Dilirik Gama sebentar. "Ngeri banget dah sumpah."
"Alah. Lu kayak sekarang nggak aja."
Memang. Tanpa sadar, Gama juga begitu. Ia sudah bisa menyesuaikan dirinya dengan cara kerja orang-orang di kantor. Dan dia enjoy-enjoy aja.
"Gue ikut aja. Sekalian mau ngambil mobil."
"Ohhh. Oke deh."
Mobil mereka akhirnya melaju menuju kantor. Bicara soal Gama, orang-orang mengira keberhasilan yang ia dapat sekarang karena Mas Yudis. Padahal memang anaknya yang hebat dan suka belajar. Yudis merasa tidak melakukan apapun kecuali hanya membukakan gerbang untuknya. Kelanjutannya, semua tergantung Gama. Yudis tidak pernah memaksa.
"Berarti lo belajar semua itu karena lo suka kan?"
Hari itu, dia menawarkan Gama untuk menjadi penggantinya sebagai sound editor di projek yang cukup bisa dibilang besar di kantornya. Tapi Gama menolak. Juga tampak ketakutan. Padahal, dia punya ijazah untuk membuktikan itu. Sekolah musiknya di Kanada bukan cuma teori saja. Ia juga memproduksi musik. Dia juga bergabung di komunitas musik di sana. Dia sudah punya lagu sendiri. Beberapa kali juga selama sekolah, dia bareng teman-temannya produksi MV. Dan semua informasi itu, Yudis dapat beruntun setiap hari. Dan akan selalu ada hal yang membuat Yudis kagum dengan skillnya.
"Tapi kalo gantiin lo gue merasa nggak pantas, Mas."
"Jam terbang lo udah cukup buat sejajar sama gue."
"Mana ada, Mas. Gue masih bocah."
"Yaudah. Kalo gitu gue minta tolong aja sekarang. Gue nggak tahu harus pakai sound editor siapa. Gue harus jagain nyokap gue. Bolak-balik rumah sakit."
Fakta kalau Ibu Yudis sakit memang benar. Namun dia tidak bermaksud untuk menjadikan itu sebagai alasan. Sebenarnya ada banyak sound editor yang Yudis kenal. Tapi dia merasa Gama harus punya kesempatan itu.
"Lo nggak mau jadi artis aja, Gam?"
Setiap Gama bilang dia mau ngambil sekolah musik, orang-orang mikir dia mau jadi penyanyi. Awalnya—iya. Gama sendiri suka nyanyi. Dari SMA sampai kuliah, dia menghabiskan waktunya untuk ngeband. Tapi seiring berjalannya waktu, selama di Kanada, ternyata memproduksi musik jauh lebih menarik untuknya. Kerja di belakang layar ternyata seru banget.
"Sumpah tapi menurut lo muka gue ngejual nggak?"
"Cukup photogenic sih."
Tawa mereka kemudian pecah.
"Besok pas festival musik kantor lo nyanyi aja. Sekalian ajak Anne balikan."
"Brengsek," sambarnya masih setengah ketawa. "Lo tahu nggak sih, Mas, tahun lalu yang gue nyanyi di festival musik kantor itu sebelumnya gue nembak dia. Masa pas ngajak balikan gue harus pake metode itu lagi sih."
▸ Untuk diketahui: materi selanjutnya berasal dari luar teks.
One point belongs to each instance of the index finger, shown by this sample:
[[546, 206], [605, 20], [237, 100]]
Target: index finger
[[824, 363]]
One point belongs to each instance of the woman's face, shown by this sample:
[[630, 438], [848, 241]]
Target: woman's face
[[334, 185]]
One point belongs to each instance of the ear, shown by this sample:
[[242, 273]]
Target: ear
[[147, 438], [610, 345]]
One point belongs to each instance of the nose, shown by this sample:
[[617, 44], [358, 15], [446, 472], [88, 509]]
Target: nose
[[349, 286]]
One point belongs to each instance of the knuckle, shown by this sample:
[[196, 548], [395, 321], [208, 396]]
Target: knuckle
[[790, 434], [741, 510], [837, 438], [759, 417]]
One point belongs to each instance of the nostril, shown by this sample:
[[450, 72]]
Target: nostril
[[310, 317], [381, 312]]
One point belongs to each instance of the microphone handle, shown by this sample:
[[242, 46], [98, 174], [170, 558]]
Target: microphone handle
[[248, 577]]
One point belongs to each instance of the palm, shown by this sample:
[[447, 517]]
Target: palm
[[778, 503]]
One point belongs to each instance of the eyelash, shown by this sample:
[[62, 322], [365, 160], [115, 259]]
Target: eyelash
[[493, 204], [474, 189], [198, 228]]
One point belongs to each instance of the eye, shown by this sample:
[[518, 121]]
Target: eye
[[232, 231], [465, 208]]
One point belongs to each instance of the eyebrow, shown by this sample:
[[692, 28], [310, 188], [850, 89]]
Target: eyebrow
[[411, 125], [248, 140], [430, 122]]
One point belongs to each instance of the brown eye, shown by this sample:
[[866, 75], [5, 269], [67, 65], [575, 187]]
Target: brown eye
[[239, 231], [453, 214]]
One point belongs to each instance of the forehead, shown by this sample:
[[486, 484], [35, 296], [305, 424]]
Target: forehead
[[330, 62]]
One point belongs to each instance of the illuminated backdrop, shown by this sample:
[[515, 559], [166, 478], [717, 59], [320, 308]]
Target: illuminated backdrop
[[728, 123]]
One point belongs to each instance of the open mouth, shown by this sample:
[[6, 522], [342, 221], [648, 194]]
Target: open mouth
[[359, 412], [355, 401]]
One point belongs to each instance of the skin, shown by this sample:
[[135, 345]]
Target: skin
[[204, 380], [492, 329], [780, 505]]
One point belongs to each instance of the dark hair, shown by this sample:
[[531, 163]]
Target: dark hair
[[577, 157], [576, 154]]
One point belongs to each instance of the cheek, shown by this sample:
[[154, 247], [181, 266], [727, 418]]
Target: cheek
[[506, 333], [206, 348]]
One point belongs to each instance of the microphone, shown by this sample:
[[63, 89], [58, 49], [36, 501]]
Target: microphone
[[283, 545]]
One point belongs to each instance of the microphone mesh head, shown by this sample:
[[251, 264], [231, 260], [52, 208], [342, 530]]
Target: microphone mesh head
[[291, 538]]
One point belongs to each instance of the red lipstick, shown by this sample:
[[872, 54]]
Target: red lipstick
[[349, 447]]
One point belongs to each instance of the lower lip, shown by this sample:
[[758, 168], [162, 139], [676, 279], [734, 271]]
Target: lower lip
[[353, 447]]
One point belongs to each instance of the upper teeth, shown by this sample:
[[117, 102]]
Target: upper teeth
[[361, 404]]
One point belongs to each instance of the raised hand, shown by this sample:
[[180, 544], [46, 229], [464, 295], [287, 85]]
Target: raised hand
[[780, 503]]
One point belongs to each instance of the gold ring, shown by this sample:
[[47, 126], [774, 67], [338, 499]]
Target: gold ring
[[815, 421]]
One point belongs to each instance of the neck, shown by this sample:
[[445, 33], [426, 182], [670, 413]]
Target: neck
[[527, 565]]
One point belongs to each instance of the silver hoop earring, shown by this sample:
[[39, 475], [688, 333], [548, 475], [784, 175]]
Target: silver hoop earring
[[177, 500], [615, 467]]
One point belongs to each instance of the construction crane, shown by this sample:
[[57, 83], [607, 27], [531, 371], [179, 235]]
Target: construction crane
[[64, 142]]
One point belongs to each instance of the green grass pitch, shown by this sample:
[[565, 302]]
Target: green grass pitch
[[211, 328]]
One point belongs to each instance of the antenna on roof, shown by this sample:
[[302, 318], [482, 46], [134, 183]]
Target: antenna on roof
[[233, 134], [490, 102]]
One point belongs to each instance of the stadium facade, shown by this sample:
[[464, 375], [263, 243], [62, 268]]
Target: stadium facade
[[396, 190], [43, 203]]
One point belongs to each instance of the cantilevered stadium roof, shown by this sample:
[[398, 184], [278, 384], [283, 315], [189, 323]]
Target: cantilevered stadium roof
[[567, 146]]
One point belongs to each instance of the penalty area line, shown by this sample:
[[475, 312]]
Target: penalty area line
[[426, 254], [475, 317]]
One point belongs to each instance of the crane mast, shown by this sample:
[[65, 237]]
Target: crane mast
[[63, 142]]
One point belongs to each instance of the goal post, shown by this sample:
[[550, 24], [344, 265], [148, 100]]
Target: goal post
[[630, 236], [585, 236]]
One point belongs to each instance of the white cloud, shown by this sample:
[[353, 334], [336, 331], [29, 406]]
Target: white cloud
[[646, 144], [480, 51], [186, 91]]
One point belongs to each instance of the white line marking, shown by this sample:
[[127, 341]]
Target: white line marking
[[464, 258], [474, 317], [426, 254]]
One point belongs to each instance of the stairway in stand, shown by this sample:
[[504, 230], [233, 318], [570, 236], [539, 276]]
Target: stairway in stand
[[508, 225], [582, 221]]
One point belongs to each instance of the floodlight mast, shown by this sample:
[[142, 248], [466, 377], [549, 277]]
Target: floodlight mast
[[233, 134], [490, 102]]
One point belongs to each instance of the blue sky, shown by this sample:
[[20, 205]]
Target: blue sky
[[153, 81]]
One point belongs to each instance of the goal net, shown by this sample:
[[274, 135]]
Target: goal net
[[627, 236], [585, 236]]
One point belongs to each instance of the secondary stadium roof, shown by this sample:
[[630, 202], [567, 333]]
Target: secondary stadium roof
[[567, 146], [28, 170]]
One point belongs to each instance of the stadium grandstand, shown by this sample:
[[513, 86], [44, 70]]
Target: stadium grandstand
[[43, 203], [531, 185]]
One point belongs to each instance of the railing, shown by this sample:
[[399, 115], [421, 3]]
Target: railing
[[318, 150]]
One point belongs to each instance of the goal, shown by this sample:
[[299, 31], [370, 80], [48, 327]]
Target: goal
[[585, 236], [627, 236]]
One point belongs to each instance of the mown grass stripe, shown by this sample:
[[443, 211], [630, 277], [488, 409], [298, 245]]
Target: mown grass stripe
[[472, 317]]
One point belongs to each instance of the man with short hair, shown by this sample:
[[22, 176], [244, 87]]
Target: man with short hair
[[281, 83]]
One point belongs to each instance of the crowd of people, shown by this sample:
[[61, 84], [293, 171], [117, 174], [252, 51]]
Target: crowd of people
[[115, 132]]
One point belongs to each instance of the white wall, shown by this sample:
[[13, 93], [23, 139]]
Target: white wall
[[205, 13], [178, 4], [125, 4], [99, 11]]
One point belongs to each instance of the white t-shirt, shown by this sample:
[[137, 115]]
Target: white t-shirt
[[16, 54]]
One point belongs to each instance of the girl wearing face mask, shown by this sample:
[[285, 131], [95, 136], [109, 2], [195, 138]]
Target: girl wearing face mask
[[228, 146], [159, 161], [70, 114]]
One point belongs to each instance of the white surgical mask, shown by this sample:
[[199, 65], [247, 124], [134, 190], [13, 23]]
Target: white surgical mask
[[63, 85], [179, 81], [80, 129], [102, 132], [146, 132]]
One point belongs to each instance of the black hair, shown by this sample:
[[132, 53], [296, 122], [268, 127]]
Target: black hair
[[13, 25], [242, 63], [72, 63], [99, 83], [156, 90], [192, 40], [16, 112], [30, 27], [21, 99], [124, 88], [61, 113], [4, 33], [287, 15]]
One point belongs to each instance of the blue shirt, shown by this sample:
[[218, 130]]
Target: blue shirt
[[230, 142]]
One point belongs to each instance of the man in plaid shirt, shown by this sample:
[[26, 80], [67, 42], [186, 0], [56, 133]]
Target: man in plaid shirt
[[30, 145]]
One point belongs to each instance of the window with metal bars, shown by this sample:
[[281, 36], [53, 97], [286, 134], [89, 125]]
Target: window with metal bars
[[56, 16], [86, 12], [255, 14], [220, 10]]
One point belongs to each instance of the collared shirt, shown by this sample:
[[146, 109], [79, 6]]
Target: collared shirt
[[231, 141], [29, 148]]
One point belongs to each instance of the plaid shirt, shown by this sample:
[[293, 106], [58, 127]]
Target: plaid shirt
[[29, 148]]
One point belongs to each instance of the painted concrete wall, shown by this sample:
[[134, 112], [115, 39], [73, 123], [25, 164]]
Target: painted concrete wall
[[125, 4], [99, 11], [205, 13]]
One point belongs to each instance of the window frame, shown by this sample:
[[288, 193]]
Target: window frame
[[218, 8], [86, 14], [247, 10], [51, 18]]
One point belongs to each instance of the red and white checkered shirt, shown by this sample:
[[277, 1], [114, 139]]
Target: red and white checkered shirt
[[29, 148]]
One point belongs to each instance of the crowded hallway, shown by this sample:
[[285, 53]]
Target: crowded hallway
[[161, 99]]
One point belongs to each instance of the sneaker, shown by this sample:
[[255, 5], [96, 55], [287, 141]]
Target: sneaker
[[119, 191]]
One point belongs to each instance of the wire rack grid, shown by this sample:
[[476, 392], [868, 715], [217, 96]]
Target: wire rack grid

"Anjing. Gue nggak tahu lo senorak itu."
Selama perjalanan PDKT mereka, Yudis memang tidak membersamai. Bahkan dia juga nggak tahu kalau keduanya satu sekolah dan teman dekat. Agak kaget balik-balik sudah jadian aja. Dan dia jadi pembicaraan karena dialah yang mempertemukan lagi Anne dan Gama dan berakhir pacaran. Padahal kalau kata semesta ketemu mah di mana aja juga bakal ketemu.
KAMU SEDANG MEMBACA
ANNE AND GAMA (from September to July)
Fiksi Penggemar[COMPLETED] Bagian kedua dari Anne and Gama (The 30th Night of September). Akan lebih bagus kamu membaca bagian pertama untuk bisa turutserta dalam perjalanan cinta Anne dan Gama. Namun tidak masalah juga kalau ingin membaca bagian ini saja. Bagian...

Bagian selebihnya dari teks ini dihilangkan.